Multiple sclerosis is an autoimmune disease that affects the brain and spinal cord. The disease attacks the myelin sheath, a protective covering that surrounds nerve cells, and approximately 400,000 Americans have MS, according to the National MS Society. About 200 people are newly diagnosed each week. The disease is degenerative, and symptoms, which affect the muscles, bowel function, vision, numbness, sexual function and personality, can vary and range in severity.
“The effect of the drop in spasticity [in the study] is real and important,” Dr. John Corboy, professor of neurology at University of Colorado School of Medicine, wrote in an email. “So, problem is, who can use this, as marijuana makes 100 percent of people stoned at the dose needed to produce the effect. Authors allude to this in the last part of the abstract (i.e. can you find a dose that works but doesn’t impair you?). My answer is, I doubt it.”

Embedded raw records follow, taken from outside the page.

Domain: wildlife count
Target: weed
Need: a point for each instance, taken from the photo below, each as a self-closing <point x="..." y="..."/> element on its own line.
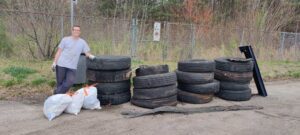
<point x="38" y="81"/>
<point x="19" y="73"/>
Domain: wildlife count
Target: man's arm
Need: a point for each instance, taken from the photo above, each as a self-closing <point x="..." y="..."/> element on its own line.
<point x="57" y="55"/>
<point x="89" y="55"/>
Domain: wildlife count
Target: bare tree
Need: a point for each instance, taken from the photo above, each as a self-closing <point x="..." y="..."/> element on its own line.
<point x="39" y="22"/>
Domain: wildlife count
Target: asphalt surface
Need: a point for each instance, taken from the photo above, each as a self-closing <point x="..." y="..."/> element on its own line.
<point x="281" y="115"/>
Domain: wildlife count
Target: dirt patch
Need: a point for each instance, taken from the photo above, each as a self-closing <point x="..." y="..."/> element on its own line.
<point x="281" y="115"/>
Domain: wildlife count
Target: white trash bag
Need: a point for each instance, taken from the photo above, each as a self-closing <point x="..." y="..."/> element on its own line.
<point x="77" y="102"/>
<point x="55" y="105"/>
<point x="91" y="101"/>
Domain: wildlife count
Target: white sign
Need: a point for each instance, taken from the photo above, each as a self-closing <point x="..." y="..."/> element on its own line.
<point x="156" y="32"/>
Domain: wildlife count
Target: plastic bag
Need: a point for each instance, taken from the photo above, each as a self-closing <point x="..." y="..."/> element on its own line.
<point x="55" y="105"/>
<point x="77" y="101"/>
<point x="90" y="98"/>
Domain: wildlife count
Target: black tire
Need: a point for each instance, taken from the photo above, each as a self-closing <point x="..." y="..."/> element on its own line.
<point x="109" y="63"/>
<point x="114" y="99"/>
<point x="196" y="65"/>
<point x="194" y="78"/>
<point x="208" y="88"/>
<point x="154" y="103"/>
<point x="242" y="77"/>
<point x="193" y="98"/>
<point x="154" y="81"/>
<point x="234" y="86"/>
<point x="155" y="93"/>
<point x="112" y="88"/>
<point x="151" y="70"/>
<point x="108" y="76"/>
<point x="234" y="95"/>
<point x="238" y="65"/>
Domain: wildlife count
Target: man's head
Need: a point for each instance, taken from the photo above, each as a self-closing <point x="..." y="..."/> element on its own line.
<point x="76" y="31"/>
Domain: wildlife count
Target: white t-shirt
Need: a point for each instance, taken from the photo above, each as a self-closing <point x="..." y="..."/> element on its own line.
<point x="71" y="50"/>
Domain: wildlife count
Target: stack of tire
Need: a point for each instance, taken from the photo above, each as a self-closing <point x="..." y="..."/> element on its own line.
<point x="196" y="82"/>
<point x="112" y="75"/>
<point x="154" y="86"/>
<point x="234" y="75"/>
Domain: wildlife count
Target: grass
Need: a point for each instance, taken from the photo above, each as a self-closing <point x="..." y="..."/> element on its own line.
<point x="38" y="79"/>
<point x="19" y="73"/>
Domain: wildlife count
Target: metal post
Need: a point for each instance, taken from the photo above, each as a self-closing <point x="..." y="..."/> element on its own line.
<point x="72" y="13"/>
<point x="193" y="42"/>
<point x="247" y="50"/>
<point x="133" y="37"/>
<point x="62" y="26"/>
<point x="164" y="51"/>
<point x="282" y="44"/>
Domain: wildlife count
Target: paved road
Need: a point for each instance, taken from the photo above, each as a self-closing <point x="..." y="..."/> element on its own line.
<point x="281" y="115"/>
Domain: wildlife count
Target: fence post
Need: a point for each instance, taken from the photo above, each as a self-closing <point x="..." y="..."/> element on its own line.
<point x="282" y="44"/>
<point x="133" y="37"/>
<point x="193" y="42"/>
<point x="62" y="26"/>
<point x="165" y="42"/>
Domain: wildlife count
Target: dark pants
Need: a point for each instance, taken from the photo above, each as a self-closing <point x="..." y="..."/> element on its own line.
<point x="65" y="78"/>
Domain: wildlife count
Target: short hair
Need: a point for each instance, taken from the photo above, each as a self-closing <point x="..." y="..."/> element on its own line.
<point x="75" y="26"/>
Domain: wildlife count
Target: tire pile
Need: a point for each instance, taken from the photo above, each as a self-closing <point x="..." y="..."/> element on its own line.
<point x="234" y="75"/>
<point x="196" y="82"/>
<point x="112" y="75"/>
<point x="154" y="86"/>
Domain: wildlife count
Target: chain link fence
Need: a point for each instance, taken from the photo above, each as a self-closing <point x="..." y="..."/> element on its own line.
<point x="178" y="41"/>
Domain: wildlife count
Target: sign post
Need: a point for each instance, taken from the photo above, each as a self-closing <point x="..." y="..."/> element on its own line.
<point x="156" y="32"/>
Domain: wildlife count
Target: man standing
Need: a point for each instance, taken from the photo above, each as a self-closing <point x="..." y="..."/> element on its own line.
<point x="66" y="60"/>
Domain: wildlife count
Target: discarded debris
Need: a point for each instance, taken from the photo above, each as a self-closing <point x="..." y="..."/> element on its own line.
<point x="173" y="109"/>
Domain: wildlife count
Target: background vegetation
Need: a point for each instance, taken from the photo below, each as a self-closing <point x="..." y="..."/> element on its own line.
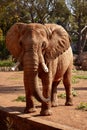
<point x="71" y="14"/>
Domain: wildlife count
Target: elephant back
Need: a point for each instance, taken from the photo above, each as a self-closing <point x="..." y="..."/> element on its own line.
<point x="12" y="41"/>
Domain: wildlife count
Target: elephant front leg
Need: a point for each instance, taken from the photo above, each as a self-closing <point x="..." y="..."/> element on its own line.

The trick would be to identify and isolate the key cannabinoids in the marijuana that show benefits and find a way to concentrate and deliver them, said Nicholas LaRocca, vice president of healthcare delivery and policy research at the National Multiple Sclerosis Society. “This would solve the problem without creating other problems.”
Researchers examined physical performance (using a timed walk), cognitive function and measured pain levels in the patients by using a modified Ashford scale. The scale grades the intensity of muscle tone by measuring resistant of range of motion and rigidity.
“Patients saw an average of about a 30 percent pain reduction after smoking the cannabis,” said Corey-Bloom.
But it’s important to note that several patients in the study had a history of marijuana use, which could “create a bias in the sample,” said LaRocca.
Nevertheless, LaRocca said the researchers did a thorough job in conducting the study and “the bottom line is that further investigation of cannabis is warranted in considering its possible usefulness for spasticity in MS.”